Due to time constraints I didn’t get a chance to look into this for several weeks and while its not quite as geometric as I hoped the connection is fairly natural.

First just as in the triangle you need an initial row of values from which the relation will then generate all the rest of the rows.  In this case its the triangle with a single median.  Stewart’s Theorem  is helpful here for finding the initial equation.  What’s novel is while I’ve done this before I’ve never rearranged in this fashion.
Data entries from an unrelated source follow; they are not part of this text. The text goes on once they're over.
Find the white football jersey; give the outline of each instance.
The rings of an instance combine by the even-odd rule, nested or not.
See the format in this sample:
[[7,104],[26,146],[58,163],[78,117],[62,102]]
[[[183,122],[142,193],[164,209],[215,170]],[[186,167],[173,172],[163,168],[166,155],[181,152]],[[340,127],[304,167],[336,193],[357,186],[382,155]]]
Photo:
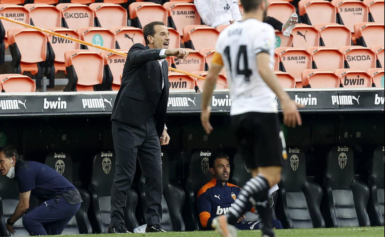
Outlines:
[[275,33],[270,25],[254,18],[236,22],[219,35],[216,50],[226,68],[230,88],[230,115],[249,112],[277,113],[275,94],[261,77],[256,55],[270,55],[274,68]]

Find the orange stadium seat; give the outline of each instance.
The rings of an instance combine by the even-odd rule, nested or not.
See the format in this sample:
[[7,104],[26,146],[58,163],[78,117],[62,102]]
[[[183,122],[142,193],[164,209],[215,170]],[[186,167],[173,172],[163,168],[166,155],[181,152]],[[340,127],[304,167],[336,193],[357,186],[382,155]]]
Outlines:
[[335,7],[325,0],[301,0],[298,2],[302,22],[314,25],[319,23],[335,23]]
[[87,5],[59,3],[56,8],[62,13],[63,27],[76,30],[80,27],[94,26],[94,12]]
[[[209,73],[208,71],[194,71],[192,72],[193,74],[195,74],[195,75],[198,75],[200,76],[203,76],[203,77],[206,77],[206,75],[207,75],[208,73]],[[194,79],[196,80],[196,84],[198,87],[200,89],[203,89],[203,85],[204,84],[204,80],[203,79],[200,79],[199,78],[194,78]],[[226,77],[223,76],[222,74],[219,74],[219,76],[218,77],[218,80],[217,80],[217,82],[219,82],[221,84],[215,84],[215,87],[214,89],[228,89],[228,87],[224,85],[228,85],[228,83],[227,82],[227,79],[226,79]]]
[[199,53],[191,53],[185,59],[172,57],[177,69],[188,72],[204,71],[204,57]]
[[332,71],[322,69],[306,69],[301,73],[302,85],[312,88],[339,87],[340,80]]
[[49,56],[45,35],[33,29],[19,28],[9,30],[8,36],[13,73],[29,71],[41,78],[45,73]]
[[215,47],[219,32],[210,27],[195,25],[183,28],[183,38],[186,48],[199,51],[205,48]]
[[370,21],[384,24],[384,0],[363,0],[369,9]]
[[195,81],[189,76],[177,72],[169,73],[169,87],[170,90],[191,89],[195,86]]
[[271,1],[268,3],[267,15],[274,17],[281,22],[285,22],[293,13],[295,8],[285,1]]
[[376,55],[376,58],[377,59],[377,67],[383,68],[385,66],[385,64],[384,64],[384,57],[385,57],[384,54],[384,46],[375,45],[370,48],[370,49]]
[[[127,53],[128,50],[116,50]],[[123,69],[126,63],[126,57],[103,50],[100,55],[104,60],[105,87],[104,90],[119,91],[120,88]]]
[[169,24],[175,28],[179,35],[183,34],[183,28],[186,25],[199,25],[201,17],[192,3],[168,2],[163,4],[170,16]]
[[[115,47],[115,36],[107,29],[97,27],[80,27],[77,32],[82,40],[108,48]],[[98,53],[103,50],[94,47],[82,46],[85,49],[89,49]]]
[[357,43],[371,48],[384,43],[384,24],[373,22],[360,22],[354,25]]
[[282,88],[295,88],[295,80],[293,76],[280,71],[275,71],[274,73]]
[[383,68],[370,68],[366,72],[372,78],[372,86],[384,87]]
[[325,46],[309,47],[306,51],[311,55],[313,68],[334,71],[343,68],[343,55],[336,49]]
[[100,90],[103,81],[104,61],[95,52],[68,50],[64,55],[69,81],[64,91]]
[[[48,28],[47,30],[62,35],[65,35],[73,38],[80,39],[79,34],[74,30],[64,27]],[[75,41],[55,36],[52,35],[47,34],[48,42],[54,53],[55,58],[52,72],[57,73],[58,71],[65,71],[65,60],[64,53],[70,50],[80,49],[80,44]]]
[[340,68],[334,71],[344,87],[371,87],[372,78],[365,71]]
[[127,11],[120,5],[95,3],[90,4],[89,7],[94,11],[96,26],[109,29],[127,25]]
[[133,2],[128,6],[133,26],[142,29],[154,21],[162,22],[167,26],[167,10],[153,3]]
[[306,49],[320,45],[320,32],[311,25],[297,24],[291,32],[293,46]]
[[376,67],[376,55],[368,48],[343,46],[339,50],[344,55],[345,68],[357,68],[366,71]]
[[[36,91],[36,85],[35,81],[27,76],[16,74],[0,74],[0,91],[2,91],[8,93],[35,92]],[[21,104],[20,106],[22,104]]]
[[115,35],[116,48],[129,50],[134,44],[144,45],[144,38],[142,30],[132,27],[115,27],[110,31]]
[[339,49],[352,45],[352,33],[345,26],[329,23],[317,24],[314,28],[320,32],[320,45]]
[[62,14],[52,5],[44,3],[25,4],[24,7],[29,11],[31,24],[46,28],[62,26]]
[[285,47],[277,48],[275,52],[279,58],[280,71],[293,76],[295,79],[296,87],[302,87],[301,72],[311,68],[310,54],[304,49]]
[[368,7],[359,0],[333,0],[331,4],[337,9],[340,21],[350,32],[354,32],[354,25],[368,21]]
$ a^2 \cdot m  + c^2 \cdot m = 2m \cdot (m^2 + b^2) $

$a^2 + c^2 = 2 \cdot (m^2 + b^2) $

$ a^2 - 2b^2 + c^2 = 2m^2 $

What then happens in each iteration is we split the triangle into two smaller versions which we can then find find an equation for using the previous step.  Note: how there are two inputs just like in Pascal’s triangle.

For example:

From the left hand triangle we get ( a^2 - 2b^2 + c^2 = 2m^2 ). Then we can do the same on the right hand side:

The right hand triangle gives us (b^2 - 2c^2 + d^2 = 2m^2 ).    Since both equations are equal to (2m^2 ) we can then form the following new equality:

$a^2 - 2b^2 + c^2 = b^2 - 2c^2 + d^2 $

$ a^2 + -2b^2 - b^2 + c^2 + 2c^2 - d^2 = 0 $

$ a^2 - 3b^2 + 3c^2 - d^2 = 0$

This same pattern can be now repeated each time we divide into a left and right hand triangle and use the previous result.  Each of these expressions are equal to 0 (after the first median triangle). We can then equate them and simplify.  Each time we get the same shifting of the variable over by one between the two triangles and so just like in pascal’s triangle we’re adding the adjacent terms to generate the next row.